FERC approved revisions to three Critical Infrastructure Protection (CIP) North American Electric Reliability Corporation (NERC) Reliability Standards to expand the scope of the assets subject to supply chain cybersecurity requirements and related obligations. Supply chain cybersecurity continues to be a focus of NERC, energy industry stakeholders, and government regulatory and securities agencies.
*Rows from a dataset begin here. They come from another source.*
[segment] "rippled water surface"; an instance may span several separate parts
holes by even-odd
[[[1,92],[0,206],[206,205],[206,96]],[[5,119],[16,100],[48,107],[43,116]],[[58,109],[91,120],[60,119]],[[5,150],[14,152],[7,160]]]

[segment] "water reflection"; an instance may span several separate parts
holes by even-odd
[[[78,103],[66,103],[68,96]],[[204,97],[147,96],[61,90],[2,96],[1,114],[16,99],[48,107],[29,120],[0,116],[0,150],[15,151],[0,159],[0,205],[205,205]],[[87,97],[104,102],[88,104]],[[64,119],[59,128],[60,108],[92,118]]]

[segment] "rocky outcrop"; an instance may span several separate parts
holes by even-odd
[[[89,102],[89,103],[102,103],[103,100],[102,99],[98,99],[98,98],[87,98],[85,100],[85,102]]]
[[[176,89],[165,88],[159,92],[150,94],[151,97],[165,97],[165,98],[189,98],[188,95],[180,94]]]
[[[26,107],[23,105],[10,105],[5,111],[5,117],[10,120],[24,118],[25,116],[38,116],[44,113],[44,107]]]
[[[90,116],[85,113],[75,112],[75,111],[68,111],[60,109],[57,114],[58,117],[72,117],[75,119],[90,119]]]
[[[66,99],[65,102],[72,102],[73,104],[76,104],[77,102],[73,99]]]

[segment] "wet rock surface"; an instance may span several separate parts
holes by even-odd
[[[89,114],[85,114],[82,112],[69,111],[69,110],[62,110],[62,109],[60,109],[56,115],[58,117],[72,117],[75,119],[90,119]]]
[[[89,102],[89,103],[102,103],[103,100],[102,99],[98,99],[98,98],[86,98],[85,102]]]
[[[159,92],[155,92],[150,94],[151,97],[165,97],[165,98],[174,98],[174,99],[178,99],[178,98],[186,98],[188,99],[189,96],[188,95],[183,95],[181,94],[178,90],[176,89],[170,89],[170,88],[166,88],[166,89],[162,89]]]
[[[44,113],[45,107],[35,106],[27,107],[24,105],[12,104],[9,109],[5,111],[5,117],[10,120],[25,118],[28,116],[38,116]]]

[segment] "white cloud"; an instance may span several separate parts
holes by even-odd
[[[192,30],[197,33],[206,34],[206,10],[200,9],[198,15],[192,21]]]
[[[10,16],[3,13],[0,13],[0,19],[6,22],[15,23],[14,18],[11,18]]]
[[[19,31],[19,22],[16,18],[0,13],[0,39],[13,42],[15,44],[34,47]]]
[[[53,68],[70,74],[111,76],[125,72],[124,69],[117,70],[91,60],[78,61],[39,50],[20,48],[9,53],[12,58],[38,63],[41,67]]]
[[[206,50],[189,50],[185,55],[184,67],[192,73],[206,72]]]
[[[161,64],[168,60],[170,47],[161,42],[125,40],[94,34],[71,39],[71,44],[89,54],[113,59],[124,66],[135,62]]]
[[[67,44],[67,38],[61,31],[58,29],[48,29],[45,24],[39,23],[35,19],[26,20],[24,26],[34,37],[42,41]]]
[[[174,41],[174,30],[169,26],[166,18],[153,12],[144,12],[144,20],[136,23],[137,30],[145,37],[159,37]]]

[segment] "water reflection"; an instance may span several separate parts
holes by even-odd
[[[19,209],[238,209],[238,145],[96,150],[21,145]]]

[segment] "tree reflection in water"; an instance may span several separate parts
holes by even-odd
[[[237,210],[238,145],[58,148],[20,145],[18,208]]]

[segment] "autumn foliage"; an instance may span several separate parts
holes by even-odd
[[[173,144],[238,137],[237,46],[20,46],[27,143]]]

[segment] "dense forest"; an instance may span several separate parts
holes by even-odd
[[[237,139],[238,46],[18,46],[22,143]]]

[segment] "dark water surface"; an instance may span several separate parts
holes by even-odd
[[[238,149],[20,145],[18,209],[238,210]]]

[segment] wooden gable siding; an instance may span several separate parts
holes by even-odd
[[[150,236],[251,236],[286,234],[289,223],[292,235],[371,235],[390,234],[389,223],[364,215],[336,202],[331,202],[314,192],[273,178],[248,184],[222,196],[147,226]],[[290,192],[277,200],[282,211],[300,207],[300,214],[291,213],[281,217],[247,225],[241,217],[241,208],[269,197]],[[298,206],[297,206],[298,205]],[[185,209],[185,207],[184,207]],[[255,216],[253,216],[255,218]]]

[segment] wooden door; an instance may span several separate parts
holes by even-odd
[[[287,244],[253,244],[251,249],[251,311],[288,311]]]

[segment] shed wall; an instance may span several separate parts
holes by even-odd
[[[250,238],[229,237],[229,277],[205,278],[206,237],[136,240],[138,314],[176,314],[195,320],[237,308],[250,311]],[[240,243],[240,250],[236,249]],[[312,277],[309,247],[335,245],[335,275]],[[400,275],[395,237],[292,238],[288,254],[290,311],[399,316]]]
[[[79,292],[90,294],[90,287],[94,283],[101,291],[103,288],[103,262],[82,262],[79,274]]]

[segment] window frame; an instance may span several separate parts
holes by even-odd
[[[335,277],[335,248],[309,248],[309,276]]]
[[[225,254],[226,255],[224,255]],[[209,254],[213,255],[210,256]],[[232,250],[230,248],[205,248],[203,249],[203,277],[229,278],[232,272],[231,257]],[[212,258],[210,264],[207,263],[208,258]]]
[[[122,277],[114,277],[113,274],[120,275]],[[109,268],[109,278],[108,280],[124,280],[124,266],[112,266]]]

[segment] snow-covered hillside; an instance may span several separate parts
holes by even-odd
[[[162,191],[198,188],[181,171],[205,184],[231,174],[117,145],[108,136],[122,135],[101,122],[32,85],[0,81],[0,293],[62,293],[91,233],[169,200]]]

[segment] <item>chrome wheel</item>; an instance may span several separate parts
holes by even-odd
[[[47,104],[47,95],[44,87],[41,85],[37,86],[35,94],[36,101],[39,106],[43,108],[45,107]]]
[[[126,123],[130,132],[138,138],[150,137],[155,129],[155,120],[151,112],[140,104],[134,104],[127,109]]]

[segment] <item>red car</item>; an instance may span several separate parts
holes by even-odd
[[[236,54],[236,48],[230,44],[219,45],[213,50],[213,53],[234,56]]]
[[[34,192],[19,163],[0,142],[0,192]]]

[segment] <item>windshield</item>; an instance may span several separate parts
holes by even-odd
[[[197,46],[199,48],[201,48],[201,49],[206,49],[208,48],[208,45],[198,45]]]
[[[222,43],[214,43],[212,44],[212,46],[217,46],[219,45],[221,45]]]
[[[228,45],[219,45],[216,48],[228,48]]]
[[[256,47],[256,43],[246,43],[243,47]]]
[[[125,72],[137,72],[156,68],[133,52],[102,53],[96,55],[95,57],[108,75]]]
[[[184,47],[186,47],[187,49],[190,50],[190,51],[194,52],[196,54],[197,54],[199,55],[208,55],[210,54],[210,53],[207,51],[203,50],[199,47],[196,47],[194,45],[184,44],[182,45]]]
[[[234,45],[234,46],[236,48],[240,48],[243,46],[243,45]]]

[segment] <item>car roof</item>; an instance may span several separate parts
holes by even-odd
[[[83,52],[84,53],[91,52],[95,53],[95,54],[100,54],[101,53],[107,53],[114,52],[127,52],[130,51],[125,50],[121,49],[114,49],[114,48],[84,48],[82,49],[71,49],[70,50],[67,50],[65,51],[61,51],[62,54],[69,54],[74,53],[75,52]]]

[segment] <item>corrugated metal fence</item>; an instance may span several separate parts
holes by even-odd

FERC issued an original license for a period of 25 years, pursuant to Part I of the Federal Power Act, to Oregon State University (OSU) to construct, operate, and maintain the proposed PacWave South Hydrokinetic Project No. 14616 (PacWave Project). The PacWave Project is a first-of-its-kind wave energy testing facility that will be sited approximately seven miles off the coast of the state of Oregon and consists of both offshore and onshore components.
FERC announced on February 22 that it will open a new proceeding to examine the threats of climate change and extreme weather to electric reliability. The investigation will assess how grid operators prepare for and respond to extreme weather events, including, droughts, extreme cold, wildfires, hurricanes, and prolonged heat waves. The proceeding will include a technical conference with an opportunity for parties to submit comments in advance of that conference.
FERC has issued an order setting aside in part its prior order on New York Independent System Operator, Inc.’s (NYISO’s) buyer-side market power mitigation rules by reversing its decision not to exempt payments received under the Commercial System Distribution Load Relief Programs (CSRPs) submitted for consideration from the calculation of Special Case Resource (SCR) offer floors.
The Federal Energy Regulatory Commission (FERC) announced on February 22 that its Office of Enforcement would examine wholesale natural gas and electricity market activity during last week’s extreme cold weather “to determine if any market participants engaged in market manipulation or other violations.” FERC’s brief press release explained that its examination is part of its existing surveillance program for market participant behaviors in the wholesale natural gas and electric markets.
FERC has issued an order revising its prior order on PJM’s Minimum Offer Price Rule (MOPR) by vacating a footnote that suggested the New Jersey Basic Generation Service default service auction—and by extension other state default service auctions shaped by state resource policy—were not “fuel neutral” or “nondiscriminatory” as required by Commission precedent. As a result of this clarification, resources selected through the New Jersey default service auction will not be presumed to be subject to the MOPR and may be eligible for the MOPR exclusion for independently evaluated, nondiscriminatory, fuel-neutral, competitive state-directed default service auctions.
Midcontinent Independent System Operator (MISO) has issued a report analyzing the effects of renewable energy growth in the MISO region and concluding that the system can reliably accommodate a significant percentage of variable renewable resources.